A few years ago I decided to walk the South Downs Way, which is almost exactly 100 miles, starting in Winchester and ending at the sea in Eastbourne. Most of the paths were routes that had been in use for thousands of years. I felt a sense of connection with all of the people who had used these paths in the past, whether they were hunters, Roman legionnaires or shepherds. But I knew that it was unlikely that I was descended from any of them and in some ways, I felt like an interloper.
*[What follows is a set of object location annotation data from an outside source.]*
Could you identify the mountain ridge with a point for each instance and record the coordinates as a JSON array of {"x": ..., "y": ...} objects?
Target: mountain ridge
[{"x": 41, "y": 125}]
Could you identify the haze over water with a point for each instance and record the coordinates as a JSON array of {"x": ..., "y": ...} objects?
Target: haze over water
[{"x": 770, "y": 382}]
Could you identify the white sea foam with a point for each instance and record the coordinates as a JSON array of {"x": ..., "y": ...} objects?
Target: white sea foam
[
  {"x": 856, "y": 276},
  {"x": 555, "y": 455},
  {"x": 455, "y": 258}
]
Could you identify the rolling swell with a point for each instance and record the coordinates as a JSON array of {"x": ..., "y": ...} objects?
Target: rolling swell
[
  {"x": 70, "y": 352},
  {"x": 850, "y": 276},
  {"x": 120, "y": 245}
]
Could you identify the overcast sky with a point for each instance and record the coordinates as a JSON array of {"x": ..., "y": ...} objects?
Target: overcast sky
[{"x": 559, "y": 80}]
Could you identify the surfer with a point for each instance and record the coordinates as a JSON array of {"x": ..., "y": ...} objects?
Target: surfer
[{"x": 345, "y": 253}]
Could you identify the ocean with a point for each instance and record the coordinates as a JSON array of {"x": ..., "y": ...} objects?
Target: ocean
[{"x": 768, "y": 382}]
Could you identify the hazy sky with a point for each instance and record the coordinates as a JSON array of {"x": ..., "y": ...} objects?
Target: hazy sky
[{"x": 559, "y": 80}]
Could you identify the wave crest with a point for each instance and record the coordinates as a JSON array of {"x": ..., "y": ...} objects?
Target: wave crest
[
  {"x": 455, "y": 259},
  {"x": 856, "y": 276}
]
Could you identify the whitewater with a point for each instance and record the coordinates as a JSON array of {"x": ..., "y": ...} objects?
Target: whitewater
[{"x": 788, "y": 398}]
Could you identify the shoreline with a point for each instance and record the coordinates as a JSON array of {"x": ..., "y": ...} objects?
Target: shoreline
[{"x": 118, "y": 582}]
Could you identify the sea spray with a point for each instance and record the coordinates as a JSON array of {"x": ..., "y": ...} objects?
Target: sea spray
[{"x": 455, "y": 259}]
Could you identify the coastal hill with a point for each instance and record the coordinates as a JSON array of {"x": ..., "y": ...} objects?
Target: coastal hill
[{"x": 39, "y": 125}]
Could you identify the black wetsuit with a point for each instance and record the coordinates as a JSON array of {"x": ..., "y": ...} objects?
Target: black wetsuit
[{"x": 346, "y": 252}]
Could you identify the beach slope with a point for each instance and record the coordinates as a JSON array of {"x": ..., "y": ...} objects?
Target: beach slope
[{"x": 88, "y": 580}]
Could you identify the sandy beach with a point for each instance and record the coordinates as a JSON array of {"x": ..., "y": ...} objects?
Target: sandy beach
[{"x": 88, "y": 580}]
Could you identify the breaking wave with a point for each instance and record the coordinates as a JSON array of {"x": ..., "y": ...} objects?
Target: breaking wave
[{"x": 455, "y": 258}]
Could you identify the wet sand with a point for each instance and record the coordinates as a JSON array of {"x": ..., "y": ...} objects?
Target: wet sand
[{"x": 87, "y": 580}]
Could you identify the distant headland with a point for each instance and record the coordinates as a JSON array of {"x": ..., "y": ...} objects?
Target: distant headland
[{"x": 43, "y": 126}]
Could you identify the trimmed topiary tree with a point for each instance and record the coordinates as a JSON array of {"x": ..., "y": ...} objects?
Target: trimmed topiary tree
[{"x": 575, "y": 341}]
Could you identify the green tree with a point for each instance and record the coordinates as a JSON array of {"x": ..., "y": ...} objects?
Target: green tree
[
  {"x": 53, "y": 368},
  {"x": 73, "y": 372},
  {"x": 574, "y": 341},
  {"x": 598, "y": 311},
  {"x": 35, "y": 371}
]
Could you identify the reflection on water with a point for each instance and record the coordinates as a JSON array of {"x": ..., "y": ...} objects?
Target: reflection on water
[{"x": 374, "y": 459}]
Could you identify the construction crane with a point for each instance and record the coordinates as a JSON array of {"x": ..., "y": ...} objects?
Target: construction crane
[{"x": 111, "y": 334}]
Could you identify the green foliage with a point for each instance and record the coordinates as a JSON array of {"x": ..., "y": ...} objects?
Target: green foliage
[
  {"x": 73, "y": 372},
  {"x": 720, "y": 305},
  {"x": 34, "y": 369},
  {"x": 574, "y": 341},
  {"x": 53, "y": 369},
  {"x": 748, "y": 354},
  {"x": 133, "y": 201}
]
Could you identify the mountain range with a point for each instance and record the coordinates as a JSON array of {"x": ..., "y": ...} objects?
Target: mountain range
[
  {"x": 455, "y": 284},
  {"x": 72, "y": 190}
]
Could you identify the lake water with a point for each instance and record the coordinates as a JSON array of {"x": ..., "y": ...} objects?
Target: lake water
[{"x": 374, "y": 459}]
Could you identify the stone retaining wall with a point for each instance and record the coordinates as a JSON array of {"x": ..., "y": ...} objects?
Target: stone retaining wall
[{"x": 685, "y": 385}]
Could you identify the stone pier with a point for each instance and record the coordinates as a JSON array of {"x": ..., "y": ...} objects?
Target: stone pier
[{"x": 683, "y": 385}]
However, recent DNA tests have turned conventional wisdom on its head. It now seems that most people in Britain are descended from settlers who arrived after the last ice age, 20,000 years ago and I like that. I don't have any dodgy racial agenda. I just believe that an awareness of our past protects us from the ephemeral values of capitalism and gives us a sense of perspective.

I am lucky enough to live in Lewes - a town centred around an 800-year-old castle with an eclectic mix of buildings including a medieval priory and a 15th-century shop. My house is relatively modern, built in 1890, but it's situated on a 12-century battlefield. When I walk through the town I feel that my life is a very small part of the story of Lewes. That may sound trite as it's a truism, but look at the number of towns and cities who survived the Luftwaffe only to to ruined by the greed and short-termism of post-war town planning. Lewes almost became a victim but common sense prevailed and everywhere I look, the dead live among us.

This is a very rambling post, written after several glasses of wine which I awarded myself after a hard day, but I hope you see my point: the past is a buffer, a defence against those people who know the price of everything and the value of nothing. That doesn't mean going back to the past. I have no nostalgia for the age of racism, backstreet abortions and intolerance towards homosexuals. However, we need to be freed from the tyranny of the present so that we can get things into perspective.